Context: Finished this off the day we decorated the meeting house with palms and said thanks to our wasfamilis.
Steinbeck hasn’t written anything that I haven’t enjoyed in some form or other. This was no exception. It’s a simply parable of what greed can do to people. But, at the same time, it’s a heavy critique of the class issues that made The Grapes of Wrath such an amazingly moving book.
Kino awakened in the near dark.
And the music of the pearl drifted to a whisper and disappeared.

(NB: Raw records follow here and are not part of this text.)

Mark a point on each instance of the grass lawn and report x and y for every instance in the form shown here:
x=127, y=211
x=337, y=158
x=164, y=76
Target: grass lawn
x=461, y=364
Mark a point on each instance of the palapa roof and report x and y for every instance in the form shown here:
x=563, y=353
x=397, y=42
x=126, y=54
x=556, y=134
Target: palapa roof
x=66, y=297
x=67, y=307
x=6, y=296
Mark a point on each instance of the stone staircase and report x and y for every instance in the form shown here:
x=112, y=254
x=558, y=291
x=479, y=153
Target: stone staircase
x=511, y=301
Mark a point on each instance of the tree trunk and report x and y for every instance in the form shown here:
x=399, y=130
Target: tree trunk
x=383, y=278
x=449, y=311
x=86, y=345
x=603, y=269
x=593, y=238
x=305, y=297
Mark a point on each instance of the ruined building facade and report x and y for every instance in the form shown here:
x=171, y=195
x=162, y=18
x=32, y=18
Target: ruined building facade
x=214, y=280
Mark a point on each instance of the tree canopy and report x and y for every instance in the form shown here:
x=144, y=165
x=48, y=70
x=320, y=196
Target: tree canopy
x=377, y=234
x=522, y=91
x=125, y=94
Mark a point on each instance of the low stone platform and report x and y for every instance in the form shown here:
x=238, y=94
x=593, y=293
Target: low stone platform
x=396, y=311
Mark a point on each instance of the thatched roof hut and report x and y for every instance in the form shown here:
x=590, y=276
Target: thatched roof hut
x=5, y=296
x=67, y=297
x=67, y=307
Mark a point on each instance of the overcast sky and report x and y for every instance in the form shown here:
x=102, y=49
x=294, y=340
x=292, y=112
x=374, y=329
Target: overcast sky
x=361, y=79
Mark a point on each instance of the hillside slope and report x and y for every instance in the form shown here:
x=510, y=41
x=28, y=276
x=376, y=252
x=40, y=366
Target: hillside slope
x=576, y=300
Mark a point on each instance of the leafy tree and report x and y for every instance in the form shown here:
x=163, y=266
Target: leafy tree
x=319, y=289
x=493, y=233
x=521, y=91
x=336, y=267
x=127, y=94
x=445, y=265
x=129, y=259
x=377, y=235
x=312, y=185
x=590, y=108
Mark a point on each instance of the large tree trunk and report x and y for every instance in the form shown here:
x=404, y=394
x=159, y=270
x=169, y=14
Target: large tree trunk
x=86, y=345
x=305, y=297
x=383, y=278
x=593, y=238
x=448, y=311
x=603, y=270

I found the opening a bit simplistic. It reminded me, in terms of its setting, a little of Hemingway’s Old Man & The Sea. But Steinbeck is not Hemingway and so I felt it a bit tedious to start with. But chapter 3 was excellent. At this point, Steinbeck starts to characterise certain individuals with great skill, particularly the money-grubbing doctor.
Kino is a dirt poor pearl fisherman who one day finds the pearl of everyone’s dreams. But a little like Midas’ touch, the wealth is a burden rather than a blessing and it seems as if there’s no way Kino can realise his newfound riches. The pearl changes everything, forever. How it does so though, is something you’ll have to find out.
I felt a lot of influence on Coelho in this story so if you like him, you’ll definitely like this. It predates his stuff by decades obviously and I can see the genesis of a lot of his style of writing here – the parable illustrating social mores that must be conformed to or broken depending on the moral of the story.
It was a very quick read and a good intro to Steinbeck for those that haven’t read any. However, for those that have, this comes in no way close to any of his greater works such as Cannery Row, Mice & Men or Grapes. If you like this, you’ll be entranced by those.